The 1864 60th Ohio Volunteer Infantry participated in the Battle at Cold Harbor where hundreds died and thousands were wounded on both sides. These skeletal remains waited to be buried after the fight. Photos © Bruce Guthrie

The 60th O.V.I. continued to participate in some of the bloodiest hand-to-hand combat that took place in the final months of the War. But the War was over for Michael Silver: killed in action May 9, 1864. A gloomy pallor swept over the community when the news reached Wooster, Ohio that Michael Silver had been shot and killed. Wayne County’s Company B also lost Thomas Moreland, and Isaac Bell that day.
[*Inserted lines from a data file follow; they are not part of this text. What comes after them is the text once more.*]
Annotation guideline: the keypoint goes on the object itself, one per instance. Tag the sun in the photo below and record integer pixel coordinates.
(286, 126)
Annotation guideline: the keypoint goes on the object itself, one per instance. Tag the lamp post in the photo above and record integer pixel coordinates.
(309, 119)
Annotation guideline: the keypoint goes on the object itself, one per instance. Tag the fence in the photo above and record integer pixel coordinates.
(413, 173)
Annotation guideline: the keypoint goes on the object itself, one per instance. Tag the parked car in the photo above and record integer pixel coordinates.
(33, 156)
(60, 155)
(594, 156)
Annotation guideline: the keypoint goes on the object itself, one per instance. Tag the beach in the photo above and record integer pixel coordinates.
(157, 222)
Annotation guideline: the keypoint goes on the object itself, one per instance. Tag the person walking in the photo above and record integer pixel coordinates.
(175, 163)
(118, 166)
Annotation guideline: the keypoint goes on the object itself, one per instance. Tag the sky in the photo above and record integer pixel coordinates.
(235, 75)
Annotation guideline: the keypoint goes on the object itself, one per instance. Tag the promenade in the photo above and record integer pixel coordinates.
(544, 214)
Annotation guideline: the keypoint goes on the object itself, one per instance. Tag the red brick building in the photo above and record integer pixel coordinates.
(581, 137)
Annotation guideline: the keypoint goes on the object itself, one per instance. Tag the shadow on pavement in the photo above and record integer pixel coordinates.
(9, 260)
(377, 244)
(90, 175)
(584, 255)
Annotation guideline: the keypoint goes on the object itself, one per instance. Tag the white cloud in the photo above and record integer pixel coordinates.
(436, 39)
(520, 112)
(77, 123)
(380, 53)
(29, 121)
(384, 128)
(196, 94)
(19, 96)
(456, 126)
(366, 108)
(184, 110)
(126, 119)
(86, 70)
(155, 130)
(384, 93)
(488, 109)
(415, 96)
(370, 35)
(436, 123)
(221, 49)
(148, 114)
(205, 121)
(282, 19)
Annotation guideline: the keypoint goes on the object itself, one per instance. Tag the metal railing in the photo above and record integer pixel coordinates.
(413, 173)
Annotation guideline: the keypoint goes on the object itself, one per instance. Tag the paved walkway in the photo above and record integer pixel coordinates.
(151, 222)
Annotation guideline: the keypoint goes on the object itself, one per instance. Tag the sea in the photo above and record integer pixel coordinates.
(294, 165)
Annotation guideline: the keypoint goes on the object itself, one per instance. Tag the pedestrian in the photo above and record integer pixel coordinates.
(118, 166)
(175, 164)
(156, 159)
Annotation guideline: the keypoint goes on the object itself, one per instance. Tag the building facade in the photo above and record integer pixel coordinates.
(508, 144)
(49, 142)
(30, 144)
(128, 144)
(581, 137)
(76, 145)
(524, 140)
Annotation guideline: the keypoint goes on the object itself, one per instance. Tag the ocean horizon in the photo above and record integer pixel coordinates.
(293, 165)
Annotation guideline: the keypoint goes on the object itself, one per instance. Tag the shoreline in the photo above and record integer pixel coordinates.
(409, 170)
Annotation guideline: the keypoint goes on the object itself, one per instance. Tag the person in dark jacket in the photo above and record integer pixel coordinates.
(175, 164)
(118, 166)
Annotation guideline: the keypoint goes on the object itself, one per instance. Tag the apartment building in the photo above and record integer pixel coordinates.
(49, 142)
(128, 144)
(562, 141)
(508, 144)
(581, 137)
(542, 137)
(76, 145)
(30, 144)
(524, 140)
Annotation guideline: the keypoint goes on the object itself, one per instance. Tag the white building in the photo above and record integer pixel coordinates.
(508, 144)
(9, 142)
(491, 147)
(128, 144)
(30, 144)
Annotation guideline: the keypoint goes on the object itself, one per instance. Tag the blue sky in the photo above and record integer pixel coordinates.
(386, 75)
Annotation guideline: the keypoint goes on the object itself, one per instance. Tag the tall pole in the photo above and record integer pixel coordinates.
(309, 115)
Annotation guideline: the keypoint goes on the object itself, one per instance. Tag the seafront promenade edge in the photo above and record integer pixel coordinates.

A year after his fellow soldiers saw Silver fall on the battlefield, two Wayne County men, John Bucher and Silver’s brother-in-law John Robinson, returned to Nye River, Virginia. They searched the old battlefield and found Michael Silver’s grave marker. They dug-up the remains, identified the remains, and brought him back for reburial in Warner Cemetery. Where it was said a beautiful monument was erected in his memory with the words, “Killed in Battle. Michael Silver, aged 23.” along with an appropriate verse in memory of his bravery also inscribed on the stone.